Amoron’Onilahy : Signature d’un nouveau contrat de gestion pour six communautés locales
Un nouveau contrat de transfert de gestion a été signé pour la Forêt d’Amoron’Onilahy, lors d’une cérémonie organisée à Ambohimahavelo – Toliara, hier.
Présence des autorités
Cet accord concerne six VOI (communautés locales) vivant autour de cette aire protégée, dans le cadre de la poursuite de la gestion durable de la zone. Cette cérémonie a également marqué les 10 ans de gestion de la Nouvelle Aire Protégée d’Amoron’Onilahy par l’OPCI OHEMIA et le WWF Madagascar. L’événement a rassemblé plusieurs autorités nationales et locales ainsi que les représentants des communautés riveraines.
Étaient présents le Ministre de l’Environnement et du Développement durable, le Ministre du Travail et de la Fonction publique, le Directeur pays du WWF Madagascar, le Chef du district de Toliara II, les onze maires des communes concernées, ainsi que les habitants d’Ambohimahavelo. Le ministre ANDRIATSIHALA Nolave Luck Aristide a salué les efforts des VOI, du WWF Madagascar et de la DREDD Atsimo Andrefana. Il a souligné que la gestion de la forêt de ce site est aujourd’hui considérée comme une réussite. La pression sur la forêt est en baisse grâce au renforcement des patrouilles de surveillance et au développement d’activités alternatives comme l’aquaculture, qui permettent aux populations de réduire leur dépendance à la forêt.
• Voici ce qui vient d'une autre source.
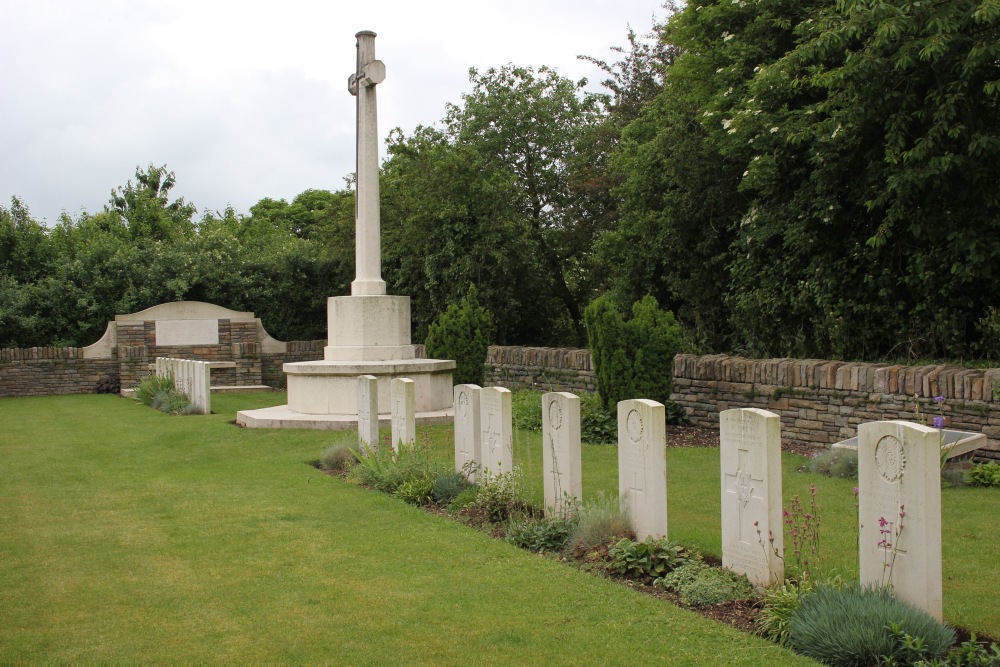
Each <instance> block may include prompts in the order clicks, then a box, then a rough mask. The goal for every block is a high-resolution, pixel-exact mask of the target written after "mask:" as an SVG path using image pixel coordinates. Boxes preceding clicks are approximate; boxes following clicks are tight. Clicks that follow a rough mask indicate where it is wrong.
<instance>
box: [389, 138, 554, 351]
mask: <svg viewBox="0 0 1000 667" xmlns="http://www.w3.org/2000/svg"><path fill="white" fill-rule="evenodd" d="M389 154H390V156H391V157H390V159H389V160H388V161H387V162H386V164H385V168H384V173H383V176H382V181H381V190H382V247H383V265H384V267H383V268H384V276H385V279H386V282H387V283H388V286H389V289H390V291H392V292H393V293H396V294H406V295H408V296H410V298H411V303H412V305H411V314H412V318H413V332H414V338H415V339H416V340H422V339H423V337H424V336H425V335H426V332H427V328H428V326H429V325H430V323H431V322H432V321H433V320H434V318H436V317H437V315H438V314H439V313H441V312H443V311H444V310H445V309H447V307H448V306H449V305H450V304H454V303H458V302H459V301H460V300H461V298H462V296H463V295H464V294H465V292H466V290H467V289H468V286H469V284H470V283H474V284H475V285H476V286H477V291H478V295H479V298H480V300H481V301H482V302H483V303H484V304H487V305H488V308H489V310H490V312H492V313H493V315H494V318H495V322H496V326H497V328H496V342H498V343H501V344H510V343H515V342H529V341H530V342H539V341H554V340H560V339H562V338H564V337H565V334H563V333H562V332H563V331H566V329H567V328H568V327H565V326H563V325H562V324H561V320H560V316H561V315H562V314H563V313H564V312H565V311H564V310H563V309H562V308H561V304H560V302H559V301H558V300H556V299H554V298H553V297H552V296H551V290H550V289H549V282H548V280H547V273H546V272H545V271H544V270H543V269H542V267H541V265H540V263H539V261H538V258H537V255H536V254H535V253H533V252H531V248H532V247H533V244H532V241H531V239H530V238H529V237H528V236H527V229H526V227H525V226H524V225H522V224H520V218H519V216H518V212H517V210H516V209H515V207H514V206H513V203H512V202H513V201H514V199H515V197H516V192H515V190H516V186H515V179H514V177H513V175H511V174H510V173H509V172H507V171H505V170H502V169H499V168H496V167H495V166H493V165H492V164H491V162H490V161H489V160H488V159H486V158H484V157H483V156H482V154H481V153H480V152H479V150H478V149H477V148H476V147H475V146H470V145H463V144H458V143H455V142H452V141H450V140H449V139H448V137H447V136H446V135H445V134H444V133H443V132H442V131H441V130H438V129H435V128H426V127H420V128H417V130H416V131H415V132H414V133H413V135H411V136H409V137H404V136H403V135H402V134H401V133H400V132H394V133H392V134H391V135H390V140H389ZM565 319H566V320H568V318H565ZM569 337H570V338H572V337H573V334H572V333H569Z"/></svg>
Une biodiversité remarquable
Amoron’Onilahy est une zone naturelle riche et diversifiée. Elle se compose de forêts sèches épineuses, de zones humides telles que des lacs et des marais, ainsi que d’une grande variété d’espèces végétales et animales. On y retrouve des espèces typiques du sud-ouest de Madagascar, mais aussi des espèces endémiques rares, comme Crotalaria poissonii, classée en danger sur la liste rouge de l’UICN. Deux familles de plantes endémiques de Madagascar, les Physenaceae et les Sphaerosepalaceae, y sont également présentes.
La faune est tout aussi variée, avec plusieurs espèces de chauves-souris et de reptiles, ce qui témoigne de l’importance écologique du site. « Ce nouveau contrat de cinq ans vise à renforcer la protection de la forêt et à continuer à impliquer les communautés locales dans sa gouvernance durable », a ajouté le ministre.